Penulis segera membuka laptop, mengirimkan hasil koreksi karya ilmiah Ieva tadi malam yang penulis anggap telah selesai. Setelah dikirim, segera penulis mengabarkannya kepada Ieva yang penulis anggap masih lelap dalam mimpinya, padahal jam sudah menunjukkan pukul 07.00 WIB.
"Va, koreksiannya udah aku kirim barusan. Nanti kalau sudah diterima berikan kabar yah. Bangun dong," pesan penulis sembari menitipkan senyuman.
Tak lama setelah itu, penulis tertidur pula. Cuaca hujan membuat sekujur badan kedinginan, lebih-lebih di pagi hari begini. Niat berselimut untuk menghangatkan tubuh, justru malah tertidur pulas.
Pukul 09.00 WIB, penulis sudah bangun kembali. Di luar masih hujan. Penulis memutuskan tuk tak beranjak dari kasur dan berselimut. Penulis lihat HP, di sana sudah ada pesan balasan dari Ieva. Dia meminta maaf karena terlambat membalas pesan tersebut dan menutup telpon tiba-tiba. Ieva mengaku sangat mengantuk karena tak terbiasa begadang. Buntutnya, dia harus terlambat ke kampus karena baru terbangun pukul 07.30 WIB. Merasa terlambat, Ieva memutuskan tak berangkat ke kampus.

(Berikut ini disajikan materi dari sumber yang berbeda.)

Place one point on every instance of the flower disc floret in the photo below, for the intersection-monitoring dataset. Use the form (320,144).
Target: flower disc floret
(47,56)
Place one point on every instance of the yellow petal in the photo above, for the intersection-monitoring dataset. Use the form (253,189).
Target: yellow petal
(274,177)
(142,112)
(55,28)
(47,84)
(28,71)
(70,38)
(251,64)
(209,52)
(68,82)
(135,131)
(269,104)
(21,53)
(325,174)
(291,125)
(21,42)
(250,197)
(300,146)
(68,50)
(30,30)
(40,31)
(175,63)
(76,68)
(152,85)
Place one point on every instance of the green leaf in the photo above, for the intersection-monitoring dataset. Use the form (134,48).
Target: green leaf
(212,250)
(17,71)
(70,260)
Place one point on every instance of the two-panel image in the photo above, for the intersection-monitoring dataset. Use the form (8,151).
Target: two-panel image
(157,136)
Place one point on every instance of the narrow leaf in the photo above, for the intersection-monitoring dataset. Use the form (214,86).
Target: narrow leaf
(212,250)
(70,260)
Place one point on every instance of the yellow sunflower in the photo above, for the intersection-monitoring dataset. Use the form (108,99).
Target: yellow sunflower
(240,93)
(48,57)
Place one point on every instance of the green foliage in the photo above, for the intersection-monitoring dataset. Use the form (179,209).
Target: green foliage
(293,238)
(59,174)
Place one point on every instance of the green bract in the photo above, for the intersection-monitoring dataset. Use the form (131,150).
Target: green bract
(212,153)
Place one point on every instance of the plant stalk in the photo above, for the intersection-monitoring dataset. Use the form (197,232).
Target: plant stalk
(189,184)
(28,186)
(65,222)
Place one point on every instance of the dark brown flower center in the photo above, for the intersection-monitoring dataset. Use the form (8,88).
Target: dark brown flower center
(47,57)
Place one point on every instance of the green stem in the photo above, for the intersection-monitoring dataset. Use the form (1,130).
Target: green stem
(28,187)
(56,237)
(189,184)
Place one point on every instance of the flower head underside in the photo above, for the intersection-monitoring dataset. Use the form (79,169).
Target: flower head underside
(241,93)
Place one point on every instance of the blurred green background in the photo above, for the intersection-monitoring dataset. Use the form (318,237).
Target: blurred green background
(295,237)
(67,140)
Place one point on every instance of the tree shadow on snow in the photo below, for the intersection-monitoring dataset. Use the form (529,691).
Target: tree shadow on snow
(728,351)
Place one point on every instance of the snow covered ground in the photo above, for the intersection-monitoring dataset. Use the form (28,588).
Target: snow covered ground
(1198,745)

Mendengar Ieva tak jadi ke kampus, seketika itu pula penulis menelponnya. Terdengar suara Ieva yang masih belum beranjak dari tempat tidurnya. Dia mengakuinya.
Kami pun terlibat perbincangan panjang. Berbagai macam bahan obrolan yang kami perbincangkan, kadang serius, kadang tak serius, dan terkadang pula bercanda-tawa.

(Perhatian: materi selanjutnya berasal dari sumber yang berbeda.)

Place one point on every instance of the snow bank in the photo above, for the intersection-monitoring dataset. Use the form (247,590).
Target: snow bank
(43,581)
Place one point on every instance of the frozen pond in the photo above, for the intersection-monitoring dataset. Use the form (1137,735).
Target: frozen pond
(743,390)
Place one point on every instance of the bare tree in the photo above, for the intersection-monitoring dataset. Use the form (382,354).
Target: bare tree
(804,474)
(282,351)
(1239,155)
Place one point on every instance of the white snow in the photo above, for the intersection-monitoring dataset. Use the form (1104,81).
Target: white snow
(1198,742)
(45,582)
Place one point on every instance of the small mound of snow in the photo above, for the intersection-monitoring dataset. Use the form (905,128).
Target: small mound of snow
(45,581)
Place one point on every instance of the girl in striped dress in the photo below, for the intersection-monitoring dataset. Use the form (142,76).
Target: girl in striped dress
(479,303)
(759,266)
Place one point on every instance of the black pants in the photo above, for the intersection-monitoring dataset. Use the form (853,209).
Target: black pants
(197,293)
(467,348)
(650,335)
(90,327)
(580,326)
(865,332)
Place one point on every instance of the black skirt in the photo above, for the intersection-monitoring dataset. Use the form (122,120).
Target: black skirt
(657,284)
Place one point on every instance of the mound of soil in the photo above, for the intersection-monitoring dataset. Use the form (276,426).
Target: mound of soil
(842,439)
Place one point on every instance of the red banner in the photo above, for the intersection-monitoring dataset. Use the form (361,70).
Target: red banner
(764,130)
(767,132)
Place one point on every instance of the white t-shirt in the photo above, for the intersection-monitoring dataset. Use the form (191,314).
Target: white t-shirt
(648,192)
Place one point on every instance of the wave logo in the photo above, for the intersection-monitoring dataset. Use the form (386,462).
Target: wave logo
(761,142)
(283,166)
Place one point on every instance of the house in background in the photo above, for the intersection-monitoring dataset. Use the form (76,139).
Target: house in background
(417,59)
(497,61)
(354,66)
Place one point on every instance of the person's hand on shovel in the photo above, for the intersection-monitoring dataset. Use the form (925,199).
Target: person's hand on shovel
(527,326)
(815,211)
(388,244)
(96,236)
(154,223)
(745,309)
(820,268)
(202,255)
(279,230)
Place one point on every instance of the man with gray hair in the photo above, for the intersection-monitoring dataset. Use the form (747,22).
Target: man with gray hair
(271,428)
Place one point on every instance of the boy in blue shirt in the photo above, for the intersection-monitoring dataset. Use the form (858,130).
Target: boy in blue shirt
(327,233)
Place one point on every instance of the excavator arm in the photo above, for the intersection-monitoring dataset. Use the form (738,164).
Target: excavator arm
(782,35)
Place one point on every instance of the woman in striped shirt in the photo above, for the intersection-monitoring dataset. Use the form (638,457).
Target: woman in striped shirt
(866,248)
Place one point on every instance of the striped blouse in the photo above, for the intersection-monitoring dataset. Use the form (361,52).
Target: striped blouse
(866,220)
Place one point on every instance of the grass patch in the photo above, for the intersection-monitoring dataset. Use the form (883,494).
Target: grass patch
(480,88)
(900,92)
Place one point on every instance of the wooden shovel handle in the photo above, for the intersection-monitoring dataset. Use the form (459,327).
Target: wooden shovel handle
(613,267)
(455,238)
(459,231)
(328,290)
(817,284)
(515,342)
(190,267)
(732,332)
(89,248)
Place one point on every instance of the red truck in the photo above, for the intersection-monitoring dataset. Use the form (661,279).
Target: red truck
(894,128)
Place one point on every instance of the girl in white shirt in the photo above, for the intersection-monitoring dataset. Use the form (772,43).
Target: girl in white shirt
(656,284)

Sejak saat itu, jalina komunikasi penulis dengan Ieva terasa semakin mesra. Penulis pun mulai berani menggombalinya. Terkadang, Ieva tampak sebal dan kesal dengan kata-kata gombal yang acap kali penulis lontarkan kepadanya. Namun, Ieva punya senjata tuk menyerang balik penulis dengan julukan yang dia sematkan kepada penulis "Lelaki gagal move on".

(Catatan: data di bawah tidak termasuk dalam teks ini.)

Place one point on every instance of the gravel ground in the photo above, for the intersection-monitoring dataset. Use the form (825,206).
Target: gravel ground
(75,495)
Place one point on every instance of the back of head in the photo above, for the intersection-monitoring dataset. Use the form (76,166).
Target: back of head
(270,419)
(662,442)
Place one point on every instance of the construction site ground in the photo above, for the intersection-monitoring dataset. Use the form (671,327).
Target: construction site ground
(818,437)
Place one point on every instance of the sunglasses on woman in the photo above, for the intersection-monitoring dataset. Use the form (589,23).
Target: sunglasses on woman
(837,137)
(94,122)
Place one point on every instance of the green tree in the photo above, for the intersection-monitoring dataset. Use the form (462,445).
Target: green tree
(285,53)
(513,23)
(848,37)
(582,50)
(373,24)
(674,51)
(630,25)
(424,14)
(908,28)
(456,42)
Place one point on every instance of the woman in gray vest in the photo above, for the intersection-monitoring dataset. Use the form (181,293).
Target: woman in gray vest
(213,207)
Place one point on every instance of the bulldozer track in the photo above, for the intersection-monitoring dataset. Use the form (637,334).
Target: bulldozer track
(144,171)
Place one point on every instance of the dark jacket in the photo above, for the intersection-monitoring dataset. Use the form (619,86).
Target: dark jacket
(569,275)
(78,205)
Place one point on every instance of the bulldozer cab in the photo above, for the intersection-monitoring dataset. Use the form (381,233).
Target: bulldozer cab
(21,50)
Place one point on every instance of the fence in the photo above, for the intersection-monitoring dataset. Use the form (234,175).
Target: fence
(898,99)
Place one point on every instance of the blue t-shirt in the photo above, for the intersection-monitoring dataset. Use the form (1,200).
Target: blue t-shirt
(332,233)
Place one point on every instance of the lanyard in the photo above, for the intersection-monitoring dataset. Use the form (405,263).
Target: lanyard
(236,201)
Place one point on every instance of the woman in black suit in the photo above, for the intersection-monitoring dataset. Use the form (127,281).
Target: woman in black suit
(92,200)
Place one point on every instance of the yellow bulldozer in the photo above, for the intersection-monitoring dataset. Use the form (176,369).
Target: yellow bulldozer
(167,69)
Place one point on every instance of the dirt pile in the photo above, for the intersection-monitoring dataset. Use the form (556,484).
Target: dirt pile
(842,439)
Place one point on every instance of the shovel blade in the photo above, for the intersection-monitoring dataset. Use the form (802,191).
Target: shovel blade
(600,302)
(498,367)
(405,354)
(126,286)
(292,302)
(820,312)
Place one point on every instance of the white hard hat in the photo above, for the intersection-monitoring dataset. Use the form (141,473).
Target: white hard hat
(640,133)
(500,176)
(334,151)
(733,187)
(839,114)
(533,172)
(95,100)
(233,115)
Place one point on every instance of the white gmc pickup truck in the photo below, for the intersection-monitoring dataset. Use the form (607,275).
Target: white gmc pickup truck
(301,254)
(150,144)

Penulis sebenarnya agak cemberut mendengar intrikan itu.
Ya, sedikit cemberut karena penulis sendiri sudah tak merasa menjadi lelaki yang gagal bangkit dari masa lalu yang suram. Bagi penulis, masa itu sudah sirna sejak lama, tepatnya sejak tiga tahun silam. Namun, penulis menduga ada sebab-musababnya mengapa Ieva menegur penulis dengan istilah asing itu kepada penulis.
Ya, penulis menganggapnya sebagai sebuah teguran. Pasalnya, suatu ketika penulis pernah curhat kepada Ieva tentang masa lalu penulis sekadar ingin meminta pendapat saja.
Namun, dengan nada emosional Ieva mencecari penulis dengan berbagai pendapatnya yang panjang lebar. Tampak sekali, kala itu Ieva amat geram dengan cerita penulis karena baginya masa lalu seperti itu memang tak pantas diingat-ingat, selain tak ada manfaatnya tetapi juga hanya akan menghancurkan motivasi diri serta membuang-buang waktu belaka. Mengingat-ingat masa lalu yang suram, kata Ieva merupakan tindakan sia-sia, menyakiti diri, dan sama sekali tak berguna. Dia mencontohkan dirinya yang dianggapnya cukup cerdas mensikapi masa lalu yang suram dengan cara melupakan segalanya, apapun perkara yang mengingatkan ke sana niscaya akan dimusnahkannya.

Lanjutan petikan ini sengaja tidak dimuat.